More than 60 websites, including The Guardian newspaper in the UK and Der Spiegel in Germany, were used in the operation, all of which were designed to look like reputable news websites. The bogus websites, however, linked to Russian misinformation and propaganda about Ukraine rather than the news that those sources really covered. The misinformation was sent to audiences in Germany, Italy, France, the United Kingdom, and Ukraine via more than 1,600 fictitious Facebook pages.

The results emphasized both the danger that misinformation continues to pose and the promise made by social media firms to monitor their websites.

One of the false news items, titled "Video: False Staging in Bucha Revealed!" accused Ukraine of ordering the killing of hundreds of Ukrainians in a Russian-occupied town.

On platforms including Facebook and Instagram, as well as Telegram and Twitter, links to the false news articles and other pro-Russian messages and videos were subsequently disseminated via the bogus social media accounts. The network was operating all summer long.

According to David Agranovich, head of threat disruption at Meta, "the operation's material was occasionally enhanced by the official Facebook accounts of Russian embassies in Europe and Asia." Since the start of the war in Ukraine earlier this year, "I believe this is arguably the largest and most intricate Russian-origin effort that we've destroyed."

Investigative journalists in Germany were the first to become aware of the network's operations. When Meta first started looking into the matter, it discovered that Facebook's automatic algorithms had already eliminated a large number of the fraudulent accounts. When the network's Facebook pages were shut earlier this year, thousands of people were following them.
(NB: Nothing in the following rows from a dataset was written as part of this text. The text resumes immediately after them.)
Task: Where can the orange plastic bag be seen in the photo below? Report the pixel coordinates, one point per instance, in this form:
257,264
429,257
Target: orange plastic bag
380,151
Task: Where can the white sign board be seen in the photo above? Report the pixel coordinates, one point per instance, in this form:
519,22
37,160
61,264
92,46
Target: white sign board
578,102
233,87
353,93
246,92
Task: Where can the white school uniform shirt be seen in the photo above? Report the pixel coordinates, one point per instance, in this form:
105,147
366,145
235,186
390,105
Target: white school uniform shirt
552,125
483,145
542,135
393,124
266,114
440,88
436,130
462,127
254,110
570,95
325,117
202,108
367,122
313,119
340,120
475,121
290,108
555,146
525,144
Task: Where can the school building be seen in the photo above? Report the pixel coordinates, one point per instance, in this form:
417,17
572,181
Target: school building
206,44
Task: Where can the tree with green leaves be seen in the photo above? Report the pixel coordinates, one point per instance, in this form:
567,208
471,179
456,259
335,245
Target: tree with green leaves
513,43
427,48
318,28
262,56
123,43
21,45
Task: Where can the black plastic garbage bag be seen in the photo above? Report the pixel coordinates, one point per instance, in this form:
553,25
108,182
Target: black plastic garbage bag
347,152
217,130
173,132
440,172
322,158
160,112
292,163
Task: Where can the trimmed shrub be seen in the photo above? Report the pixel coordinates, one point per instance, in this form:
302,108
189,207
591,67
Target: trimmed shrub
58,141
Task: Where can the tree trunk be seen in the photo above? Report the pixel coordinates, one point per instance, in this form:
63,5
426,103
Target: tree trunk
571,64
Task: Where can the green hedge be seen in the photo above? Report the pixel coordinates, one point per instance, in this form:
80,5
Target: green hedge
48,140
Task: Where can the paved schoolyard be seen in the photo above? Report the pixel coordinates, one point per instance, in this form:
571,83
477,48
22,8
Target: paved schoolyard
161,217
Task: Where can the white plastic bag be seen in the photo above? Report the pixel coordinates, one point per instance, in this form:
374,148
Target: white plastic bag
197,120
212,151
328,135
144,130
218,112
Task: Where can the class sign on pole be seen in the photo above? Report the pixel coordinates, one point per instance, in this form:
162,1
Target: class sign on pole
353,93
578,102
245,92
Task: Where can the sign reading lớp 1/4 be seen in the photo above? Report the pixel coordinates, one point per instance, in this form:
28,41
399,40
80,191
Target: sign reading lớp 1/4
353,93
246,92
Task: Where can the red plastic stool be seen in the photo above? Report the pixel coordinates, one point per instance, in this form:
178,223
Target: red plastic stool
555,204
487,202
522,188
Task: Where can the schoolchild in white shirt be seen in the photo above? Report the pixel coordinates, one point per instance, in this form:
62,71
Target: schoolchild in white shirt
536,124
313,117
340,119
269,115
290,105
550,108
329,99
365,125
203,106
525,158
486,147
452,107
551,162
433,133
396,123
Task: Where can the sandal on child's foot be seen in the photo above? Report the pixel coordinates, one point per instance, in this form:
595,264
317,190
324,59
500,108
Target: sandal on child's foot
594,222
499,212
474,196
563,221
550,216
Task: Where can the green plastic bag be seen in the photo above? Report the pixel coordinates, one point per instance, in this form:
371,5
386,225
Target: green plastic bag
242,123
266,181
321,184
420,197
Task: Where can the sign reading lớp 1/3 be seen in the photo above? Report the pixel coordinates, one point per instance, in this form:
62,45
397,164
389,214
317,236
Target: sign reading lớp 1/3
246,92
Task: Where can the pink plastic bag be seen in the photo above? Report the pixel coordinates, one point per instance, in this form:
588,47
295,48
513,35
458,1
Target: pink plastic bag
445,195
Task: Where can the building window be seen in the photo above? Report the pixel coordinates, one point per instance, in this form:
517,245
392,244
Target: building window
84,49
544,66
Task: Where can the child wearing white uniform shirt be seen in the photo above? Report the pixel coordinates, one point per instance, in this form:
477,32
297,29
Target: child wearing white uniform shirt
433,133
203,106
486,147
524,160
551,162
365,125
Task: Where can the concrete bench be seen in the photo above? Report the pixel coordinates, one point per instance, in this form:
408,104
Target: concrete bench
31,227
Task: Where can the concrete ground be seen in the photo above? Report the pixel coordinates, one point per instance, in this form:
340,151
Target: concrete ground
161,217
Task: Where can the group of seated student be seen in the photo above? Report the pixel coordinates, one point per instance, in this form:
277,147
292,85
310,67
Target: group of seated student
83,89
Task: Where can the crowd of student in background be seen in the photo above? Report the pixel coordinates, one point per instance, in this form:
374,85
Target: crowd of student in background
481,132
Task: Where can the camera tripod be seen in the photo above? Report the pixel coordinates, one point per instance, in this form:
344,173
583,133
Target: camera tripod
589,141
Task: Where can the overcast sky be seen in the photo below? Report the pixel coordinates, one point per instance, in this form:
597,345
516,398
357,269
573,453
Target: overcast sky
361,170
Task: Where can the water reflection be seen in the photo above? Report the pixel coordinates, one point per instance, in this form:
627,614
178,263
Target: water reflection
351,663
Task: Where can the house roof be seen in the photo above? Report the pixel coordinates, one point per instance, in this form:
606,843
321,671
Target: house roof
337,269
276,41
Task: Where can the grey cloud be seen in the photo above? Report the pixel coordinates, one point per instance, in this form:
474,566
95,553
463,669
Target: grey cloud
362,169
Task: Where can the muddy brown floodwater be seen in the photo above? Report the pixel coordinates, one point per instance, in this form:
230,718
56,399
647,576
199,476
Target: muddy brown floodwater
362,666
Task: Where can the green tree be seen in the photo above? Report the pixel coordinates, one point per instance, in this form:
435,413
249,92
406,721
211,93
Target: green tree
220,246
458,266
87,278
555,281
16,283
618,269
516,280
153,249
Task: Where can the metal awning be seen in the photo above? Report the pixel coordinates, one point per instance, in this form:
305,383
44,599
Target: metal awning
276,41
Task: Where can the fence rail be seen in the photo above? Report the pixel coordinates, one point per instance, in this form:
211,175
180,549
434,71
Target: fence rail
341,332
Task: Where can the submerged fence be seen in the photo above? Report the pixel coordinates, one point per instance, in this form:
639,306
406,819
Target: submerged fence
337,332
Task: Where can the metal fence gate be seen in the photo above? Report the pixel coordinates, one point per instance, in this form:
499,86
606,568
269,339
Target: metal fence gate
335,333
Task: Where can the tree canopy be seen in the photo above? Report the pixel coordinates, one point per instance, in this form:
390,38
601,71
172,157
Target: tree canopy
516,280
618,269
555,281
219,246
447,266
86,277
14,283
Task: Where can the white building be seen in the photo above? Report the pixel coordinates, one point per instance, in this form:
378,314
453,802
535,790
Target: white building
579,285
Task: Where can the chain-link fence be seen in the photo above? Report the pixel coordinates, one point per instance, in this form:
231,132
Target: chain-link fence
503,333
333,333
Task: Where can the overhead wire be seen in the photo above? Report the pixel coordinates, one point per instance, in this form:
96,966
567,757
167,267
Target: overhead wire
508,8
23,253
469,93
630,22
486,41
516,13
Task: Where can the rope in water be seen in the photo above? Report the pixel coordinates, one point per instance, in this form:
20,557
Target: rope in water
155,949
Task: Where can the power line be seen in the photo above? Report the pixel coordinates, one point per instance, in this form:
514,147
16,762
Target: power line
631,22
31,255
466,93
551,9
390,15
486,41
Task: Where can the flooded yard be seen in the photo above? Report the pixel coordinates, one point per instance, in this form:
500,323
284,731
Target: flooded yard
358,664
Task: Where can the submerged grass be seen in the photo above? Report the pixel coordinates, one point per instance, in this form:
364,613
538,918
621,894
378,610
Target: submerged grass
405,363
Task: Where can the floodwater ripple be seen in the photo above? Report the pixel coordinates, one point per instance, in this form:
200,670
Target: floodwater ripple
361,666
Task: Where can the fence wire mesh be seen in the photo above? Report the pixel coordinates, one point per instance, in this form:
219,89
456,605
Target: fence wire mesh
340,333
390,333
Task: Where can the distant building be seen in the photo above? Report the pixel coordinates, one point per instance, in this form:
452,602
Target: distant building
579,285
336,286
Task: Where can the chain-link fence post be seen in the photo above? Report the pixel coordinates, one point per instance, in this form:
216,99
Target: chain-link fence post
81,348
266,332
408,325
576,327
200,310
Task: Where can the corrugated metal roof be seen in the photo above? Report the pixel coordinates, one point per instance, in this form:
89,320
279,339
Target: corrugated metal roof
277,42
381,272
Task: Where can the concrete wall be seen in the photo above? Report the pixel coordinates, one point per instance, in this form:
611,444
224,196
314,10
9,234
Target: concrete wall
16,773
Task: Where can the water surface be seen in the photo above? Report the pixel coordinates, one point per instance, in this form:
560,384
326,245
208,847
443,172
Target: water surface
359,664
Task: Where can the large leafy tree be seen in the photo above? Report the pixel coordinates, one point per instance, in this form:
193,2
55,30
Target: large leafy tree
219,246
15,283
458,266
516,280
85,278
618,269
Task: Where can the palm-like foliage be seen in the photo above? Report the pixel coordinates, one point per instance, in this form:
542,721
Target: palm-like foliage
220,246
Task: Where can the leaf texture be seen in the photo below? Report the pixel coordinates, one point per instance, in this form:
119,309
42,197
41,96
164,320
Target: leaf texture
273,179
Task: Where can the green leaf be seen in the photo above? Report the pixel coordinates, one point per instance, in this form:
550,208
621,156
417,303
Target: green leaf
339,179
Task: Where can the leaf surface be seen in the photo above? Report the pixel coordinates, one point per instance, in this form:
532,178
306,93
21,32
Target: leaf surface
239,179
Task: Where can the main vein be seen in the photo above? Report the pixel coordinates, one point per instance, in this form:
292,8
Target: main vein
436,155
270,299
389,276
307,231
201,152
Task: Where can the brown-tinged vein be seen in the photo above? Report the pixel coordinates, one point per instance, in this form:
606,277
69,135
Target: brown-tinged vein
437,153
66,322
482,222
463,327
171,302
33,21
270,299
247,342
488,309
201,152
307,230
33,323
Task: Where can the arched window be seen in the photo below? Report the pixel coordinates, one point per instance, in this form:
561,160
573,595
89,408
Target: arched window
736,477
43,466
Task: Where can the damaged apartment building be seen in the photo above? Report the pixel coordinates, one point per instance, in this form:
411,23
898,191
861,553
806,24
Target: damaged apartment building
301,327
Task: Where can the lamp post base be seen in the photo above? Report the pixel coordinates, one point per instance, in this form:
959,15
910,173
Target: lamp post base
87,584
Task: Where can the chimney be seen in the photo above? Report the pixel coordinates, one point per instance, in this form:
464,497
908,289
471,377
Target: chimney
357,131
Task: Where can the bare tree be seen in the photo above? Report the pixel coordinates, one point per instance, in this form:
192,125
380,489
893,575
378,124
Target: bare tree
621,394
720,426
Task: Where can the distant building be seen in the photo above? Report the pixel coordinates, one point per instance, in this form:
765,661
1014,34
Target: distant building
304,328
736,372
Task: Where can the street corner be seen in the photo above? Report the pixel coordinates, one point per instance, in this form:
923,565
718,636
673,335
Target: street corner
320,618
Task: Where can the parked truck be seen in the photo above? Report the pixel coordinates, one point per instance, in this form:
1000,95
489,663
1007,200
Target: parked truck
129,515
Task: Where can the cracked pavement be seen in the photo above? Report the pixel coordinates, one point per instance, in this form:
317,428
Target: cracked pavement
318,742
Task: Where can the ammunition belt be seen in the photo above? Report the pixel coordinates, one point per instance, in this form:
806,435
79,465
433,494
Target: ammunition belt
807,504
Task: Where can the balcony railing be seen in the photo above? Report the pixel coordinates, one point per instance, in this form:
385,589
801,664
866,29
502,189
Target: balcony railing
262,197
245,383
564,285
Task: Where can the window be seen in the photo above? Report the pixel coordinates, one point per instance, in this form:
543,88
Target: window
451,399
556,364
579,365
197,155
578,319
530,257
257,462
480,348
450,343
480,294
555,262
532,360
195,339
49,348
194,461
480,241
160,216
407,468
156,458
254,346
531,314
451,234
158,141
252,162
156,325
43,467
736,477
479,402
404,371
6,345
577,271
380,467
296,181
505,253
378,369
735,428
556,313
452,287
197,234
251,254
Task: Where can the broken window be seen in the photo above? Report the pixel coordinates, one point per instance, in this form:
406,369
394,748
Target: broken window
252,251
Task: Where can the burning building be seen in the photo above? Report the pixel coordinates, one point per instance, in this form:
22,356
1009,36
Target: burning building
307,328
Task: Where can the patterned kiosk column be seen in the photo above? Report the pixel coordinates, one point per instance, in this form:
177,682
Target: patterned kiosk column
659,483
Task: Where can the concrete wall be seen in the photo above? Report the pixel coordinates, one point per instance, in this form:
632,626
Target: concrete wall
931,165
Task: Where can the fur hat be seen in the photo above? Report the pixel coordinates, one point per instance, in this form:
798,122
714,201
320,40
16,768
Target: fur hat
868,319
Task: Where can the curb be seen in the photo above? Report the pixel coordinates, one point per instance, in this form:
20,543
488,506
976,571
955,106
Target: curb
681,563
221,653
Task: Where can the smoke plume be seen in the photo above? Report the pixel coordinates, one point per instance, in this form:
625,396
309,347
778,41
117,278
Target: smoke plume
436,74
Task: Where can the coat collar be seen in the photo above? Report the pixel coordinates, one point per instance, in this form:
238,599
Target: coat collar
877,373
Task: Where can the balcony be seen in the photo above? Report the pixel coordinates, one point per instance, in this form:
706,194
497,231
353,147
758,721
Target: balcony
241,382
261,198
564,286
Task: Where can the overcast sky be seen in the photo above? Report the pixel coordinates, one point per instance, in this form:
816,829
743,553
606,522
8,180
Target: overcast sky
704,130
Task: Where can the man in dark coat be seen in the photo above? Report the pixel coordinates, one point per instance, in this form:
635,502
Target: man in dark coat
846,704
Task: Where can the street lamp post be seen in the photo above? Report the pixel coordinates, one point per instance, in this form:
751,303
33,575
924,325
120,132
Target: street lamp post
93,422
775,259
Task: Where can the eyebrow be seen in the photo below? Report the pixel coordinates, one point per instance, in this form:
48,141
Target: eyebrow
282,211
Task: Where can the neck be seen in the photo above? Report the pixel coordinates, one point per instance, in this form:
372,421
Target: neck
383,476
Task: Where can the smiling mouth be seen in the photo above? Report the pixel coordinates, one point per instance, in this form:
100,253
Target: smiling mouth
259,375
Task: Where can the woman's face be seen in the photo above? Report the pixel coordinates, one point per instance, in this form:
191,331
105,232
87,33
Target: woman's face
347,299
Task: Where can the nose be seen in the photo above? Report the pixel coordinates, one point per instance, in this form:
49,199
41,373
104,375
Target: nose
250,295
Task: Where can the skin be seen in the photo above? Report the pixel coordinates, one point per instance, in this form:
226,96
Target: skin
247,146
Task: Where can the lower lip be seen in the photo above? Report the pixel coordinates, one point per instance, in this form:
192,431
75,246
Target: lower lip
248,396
The network couldn't be immediately linked to the Russian government, according to researchers. The operation, according to Agranovich, used some advanced strategies, including the use of different languages and skillfully designed impostor websites, and he emphasized the role performed by Russian officials.

The Kremlin has utilized internet misinformation and conspiracy theories from the start of the conflict in February in an effort to undermine international support for Ukraine. Russian government-affiliated organizations have claimed that Ukraine staged assaults, blamed the conflict on unfounded claims that the United States was developing bioweapons, and painted Ukrainian refugees as violent criminals and rapists.

The Kremlin's propaganda and misinformation have been resisted by social media platforms and European governments only to see Russia change its strategy.

The Russian Embassy in Washington, D.C., was contacted over Meta's recent activities, but did not respond right away.

The Menlo Park, California-based Meta Platforms Inc.'s researchers also discovered a much smaller network that had its roots in China and tried to promote polarizing political information in the United States.

With some postings obtaining only one engagement, the operation barely reached a small U.S. audience. The postings also made some basic English language errors and a tendency of posting during Chinese business hours, which revealed they weren't American.

Despite being ineffectual, the network is noteworthy since Meta recognized it as the first to have sent political messages to Americans in advance of this year's midterm elections. Despite without endorsing any one party, the Chinese messages appeared to be trying to create division.

Ben Nimmo, who oversees global threat intelligence for Meta, said that even though the Chinese misinformation campaign failed, it was significant because it represented a change in strategy.